Paisly itself, on the other hand, is in Scotland, and it’s where most of the worlds supply of Paisley was manufactured, both printed and woven. The folks in Paisley were using looms that operated primarily by hand, but if they missed a pull on one of the hundreds of thousands of weaves, the pattern was ruined in a glaring manner. So a frenchman named Jacquard, in conjunction with a guy named Bouchon, who had developed a loom that worked like a player piano, those guys worked together to develop what came to be called a Jacquard Head. The Jacquard head consisted of a device which could read a punched card that told the loom which threads to lift each time.

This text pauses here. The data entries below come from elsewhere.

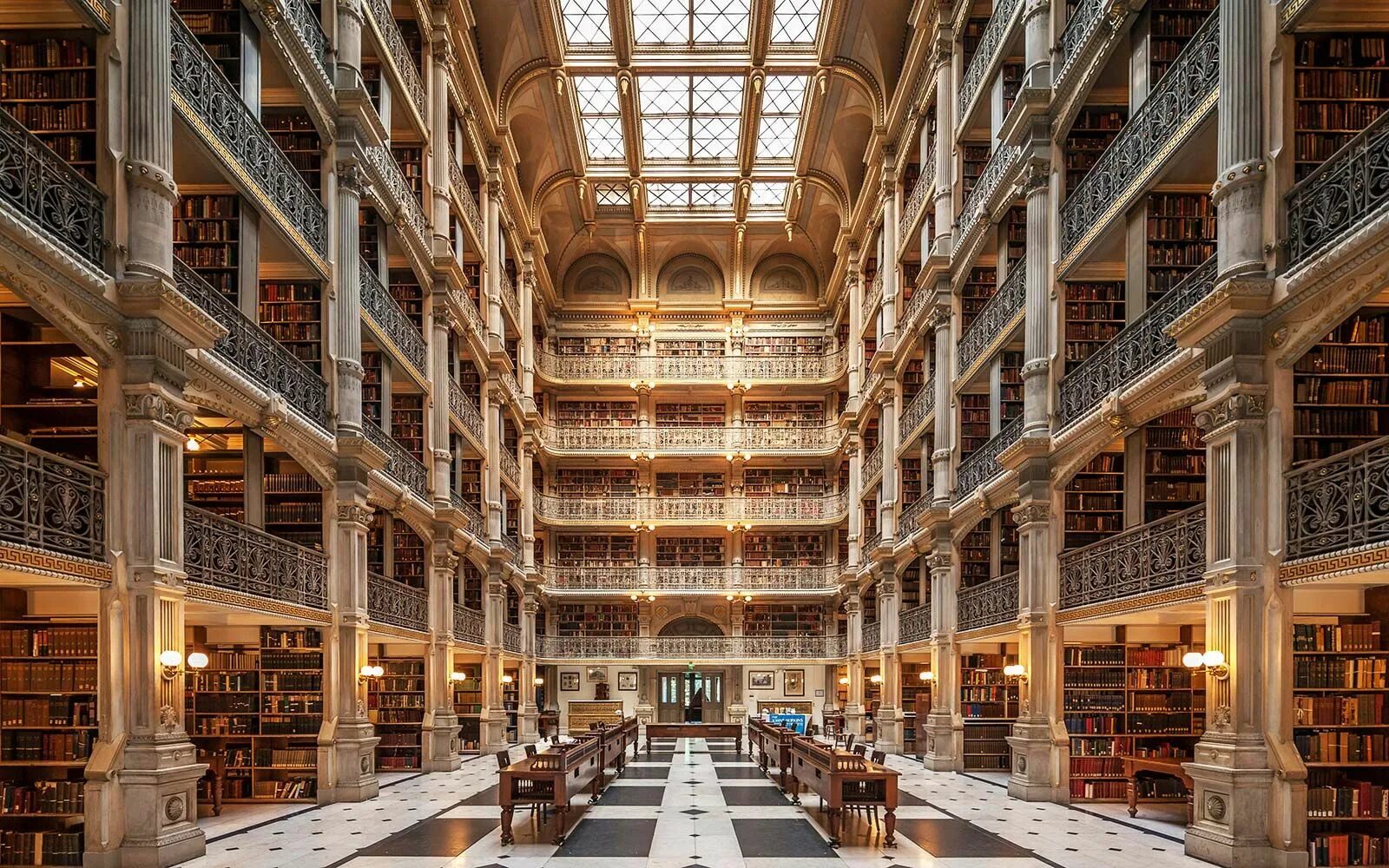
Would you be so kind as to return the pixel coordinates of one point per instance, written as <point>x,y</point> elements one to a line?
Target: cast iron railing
<point>1159,556</point>
<point>231,556</point>
<point>254,352</point>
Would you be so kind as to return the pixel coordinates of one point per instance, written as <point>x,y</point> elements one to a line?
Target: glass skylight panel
<point>795,21</point>
<point>585,23</point>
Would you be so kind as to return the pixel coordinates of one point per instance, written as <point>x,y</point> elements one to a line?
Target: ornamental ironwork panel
<point>1340,194</point>
<point>1136,352</point>
<point>469,625</point>
<point>1157,556</point>
<point>49,194</point>
<point>203,89</point>
<point>991,324</point>
<point>990,45</point>
<point>983,463</point>
<point>1149,136</point>
<point>396,603</point>
<point>1340,503</point>
<point>400,465</point>
<point>993,602</point>
<point>50,503</point>
<point>916,624</point>
<point>231,556</point>
<point>392,321</point>
<point>254,352</point>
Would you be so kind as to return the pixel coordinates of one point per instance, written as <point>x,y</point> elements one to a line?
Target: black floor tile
<point>609,838</point>
<point>781,839</point>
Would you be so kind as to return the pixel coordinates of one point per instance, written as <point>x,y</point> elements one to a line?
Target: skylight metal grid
<point>691,117</point>
<point>688,23</point>
<point>585,23</point>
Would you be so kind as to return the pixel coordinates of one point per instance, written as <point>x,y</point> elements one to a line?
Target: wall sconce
<point>1213,663</point>
<point>173,663</point>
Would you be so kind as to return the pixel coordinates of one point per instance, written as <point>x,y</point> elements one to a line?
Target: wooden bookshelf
<point>1095,500</point>
<point>1094,317</point>
<point>1174,464</point>
<point>1340,389</point>
<point>48,731</point>
<point>49,85</point>
<point>396,708</point>
<point>257,710</point>
<point>207,236</point>
<point>1181,235</point>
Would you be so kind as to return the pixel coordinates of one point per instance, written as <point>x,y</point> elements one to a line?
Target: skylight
<point>782,97</point>
<point>602,115</point>
<point>585,23</point>
<point>691,117</point>
<point>795,21</point>
<point>687,23</point>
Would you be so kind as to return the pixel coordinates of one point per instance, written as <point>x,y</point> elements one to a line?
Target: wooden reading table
<point>844,779</point>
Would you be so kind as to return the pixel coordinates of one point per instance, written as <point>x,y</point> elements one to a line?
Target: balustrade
<point>1136,352</point>
<point>229,556</point>
<point>988,604</point>
<point>1157,556</point>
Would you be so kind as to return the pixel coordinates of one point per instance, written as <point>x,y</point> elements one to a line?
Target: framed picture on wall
<point>795,682</point>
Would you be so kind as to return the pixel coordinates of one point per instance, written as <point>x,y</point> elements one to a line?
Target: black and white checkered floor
<point>691,803</point>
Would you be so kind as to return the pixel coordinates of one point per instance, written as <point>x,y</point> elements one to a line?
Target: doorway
<point>691,698</point>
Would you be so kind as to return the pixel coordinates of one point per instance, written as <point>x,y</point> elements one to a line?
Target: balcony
<point>622,580</point>
<point>391,326</point>
<point>689,648</point>
<point>398,604</point>
<point>983,465</point>
<point>1342,194</point>
<point>403,467</point>
<point>916,625</point>
<point>254,353</point>
<point>469,625</point>
<point>993,326</point>
<point>39,187</point>
<point>1159,556</point>
<point>50,503</point>
<point>1338,504</point>
<point>990,604</point>
<point>691,510</point>
<point>1155,134</point>
<point>1136,352</point>
<point>213,110</point>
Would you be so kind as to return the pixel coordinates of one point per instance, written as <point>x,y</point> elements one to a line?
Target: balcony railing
<point>689,648</point>
<point>1174,108</point>
<point>400,55</point>
<point>49,194</point>
<point>831,507</point>
<point>396,603</point>
<point>256,353</point>
<point>400,465</point>
<point>991,603</point>
<point>221,118</point>
<point>916,624</point>
<point>391,321</point>
<point>1340,194</point>
<point>1136,352</point>
<point>1340,503</point>
<point>983,463</point>
<point>469,625</point>
<point>620,578</point>
<point>1157,556</point>
<point>993,323</point>
<point>52,503</point>
<point>231,556</point>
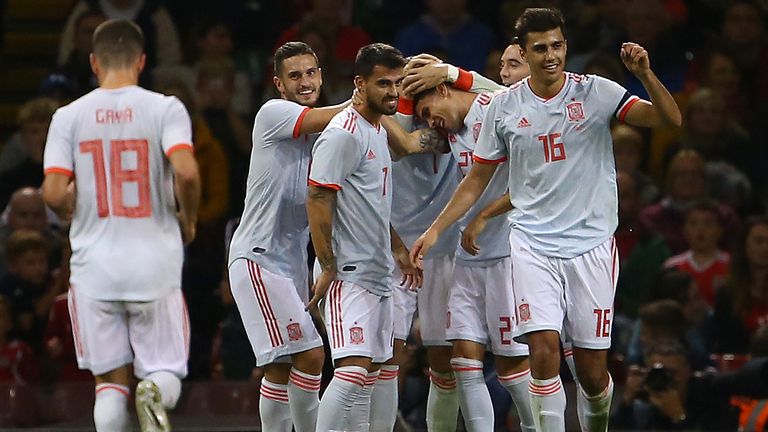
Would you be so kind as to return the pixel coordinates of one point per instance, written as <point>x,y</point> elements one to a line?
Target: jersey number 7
<point>119,175</point>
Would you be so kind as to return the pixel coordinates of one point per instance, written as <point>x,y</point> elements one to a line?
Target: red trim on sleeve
<point>328,185</point>
<point>297,126</point>
<point>627,106</point>
<point>178,147</point>
<point>405,106</point>
<point>478,159</point>
<point>59,170</point>
<point>464,81</point>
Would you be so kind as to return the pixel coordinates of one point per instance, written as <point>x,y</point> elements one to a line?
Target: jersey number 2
<point>118,176</point>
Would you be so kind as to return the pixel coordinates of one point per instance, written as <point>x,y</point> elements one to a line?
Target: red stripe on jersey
<point>297,126</point>
<point>59,170</point>
<point>180,146</point>
<point>328,185</point>
<point>464,81</point>
<point>624,110</point>
<point>266,312</point>
<point>478,159</point>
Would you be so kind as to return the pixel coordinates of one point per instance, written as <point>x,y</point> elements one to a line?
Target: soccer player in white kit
<point>268,254</point>
<point>348,206</point>
<point>114,158</point>
<point>554,129</point>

The “punched jacquard” became the punch card. The idea of the punched card was to take a bucketload of information and put it in a loop that could be repeated without error for ages.
As an aside, a doofus named Ned Ludd invented the term “Sabotage” by convincing fellow textile workers to throw their wooden shoes (sabots) into the looms and stocking machines. He also invented the term “luddite”. “Luddite” I believe, “sabotage” is of questionable origin.

Anyway- a guy named Hollerith looks at the punch cards and thinks, hey, if these can be used to do a complex task over and over again, then why can’t I use them over and over again to do multiple simple jobs? Like tabulating a census.

So he builds a machine. They have one on display at The Henry Ford in Dearbornistan. He called it a Tabulator, and built them for use by the US Census. And his company, the Computing Tabulating Recording company, adapted the tabulators to do other jobs. IN order to make the processes run smoothly, he developed “Hollerith constants” which any programmer of FORTRAN will remember. The Computing, Tabulating, Recording company eventually became IBM, and up until the time I learned FORTRAN in the late 70’s, you could still find punched cards being used that would be instantly recognized by the operators of Hollerith’s Tabulator.

SO that’s the path from paisly to the personal computer.

My victim audience having long since chewed off a leg and escaped, I was reminiscing to an empty chair and a pile of Target Archer Farms parmesan garlic chips.

Memories, Clarice, are what I have instead of a life.